# mamparo o fuselaje



## nadiac_17

¡Hola a todos! Estoy traduciendo un manual de aviones y aparece varias veces el término "bulkhead". En los diccionarios lo traducen como mamparo, pero explican que es parte de un barco. También lo encontré como fuselaje, que en ese caso sí podría ser, pero para el témino fuselaje existe su equivalente en inglés que es fuselage. 
Mi pregunta es: ¿Hay una parte del avión que se llame mamparo? si no la hay, ¿cómo puedo traducir el término bulkhead?. 
¡Desde ya, muchas gracias y espero respuestas! Saludos...


----------



## Benzene

nadiac_17 said:


> En los diccionarios lo traducen como mamparo, pero explican que es parte de un barco. También lo encontré como fuselaje, que en ese caso si podría ser, pero para el témino fuselaje existe su equivalente en inglés que es fuselage. Mi pregunta es: ¿Hay una parte del avión que se llame mamparo?
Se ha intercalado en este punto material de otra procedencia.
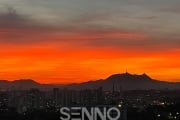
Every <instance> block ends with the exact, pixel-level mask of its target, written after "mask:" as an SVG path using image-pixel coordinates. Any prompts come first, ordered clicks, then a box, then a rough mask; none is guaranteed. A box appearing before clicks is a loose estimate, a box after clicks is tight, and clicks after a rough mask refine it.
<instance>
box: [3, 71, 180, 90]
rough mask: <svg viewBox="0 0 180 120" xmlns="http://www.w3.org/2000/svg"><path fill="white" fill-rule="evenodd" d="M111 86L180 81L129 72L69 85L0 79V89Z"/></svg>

"*Bulkhead* es un término naval y aeronáutico y es traducido con "mamparo".

Bye,

Benzene


----------



## nadiac_17

¡¡¡Muchas gracias por la respuesta propuesta!!!


----------



## Bula

Hola:
Bulkhead es el mamparo de presión en español. Este comjunto esta instalado en la parte de atrás del avión, precisamente en el cono de cola que es la última sección del fuselaje. Es parte del sistema de presurización de la cabina. Saludos.


----------



## nadiac_17

Muchas gracias, voy a tener en cuenta lo que me dicen, no sabía bien qué poner, ¡pero ya me lo aclararon!


----------



## Lizzyd

Hi,

I came across this thread as I have to translate "mamparo" but in this case, it is the wall that separates the different sections inside a petrol tanker lorry. I don't think "bulkhead" would work here. Would "wall" be OK?


----------



## Peter P

Lizzyd
Bulkhead works there, also partition.
Saludos
Peter P


----------



## Lizzyd

Thanks Peter P! I'll go with partition.


----------



## k-in-sc

Maybe you mean "baffle," if the compartments are not completely separate and the dividers are for stability.


----------



## Benzene

_*Hello All!*_

A _*"baffle"*_ is a part of a heat exchanger or it means also *"defelector, diafragma, panel acústico."*

I would translate _*"mamparo estructural"*_ for Lizzyd's OP.

Bye,

_*Benzene*_


----------



## k-in-sc

The traditional method of stopping excessive sloshing in tankers involves placing baffle dividers in the tanker, as shown in the following diagram.





Image Source: http://www.nomenclaturo.com


----------



## Lizzyd

Wow thanks! Very useful


----------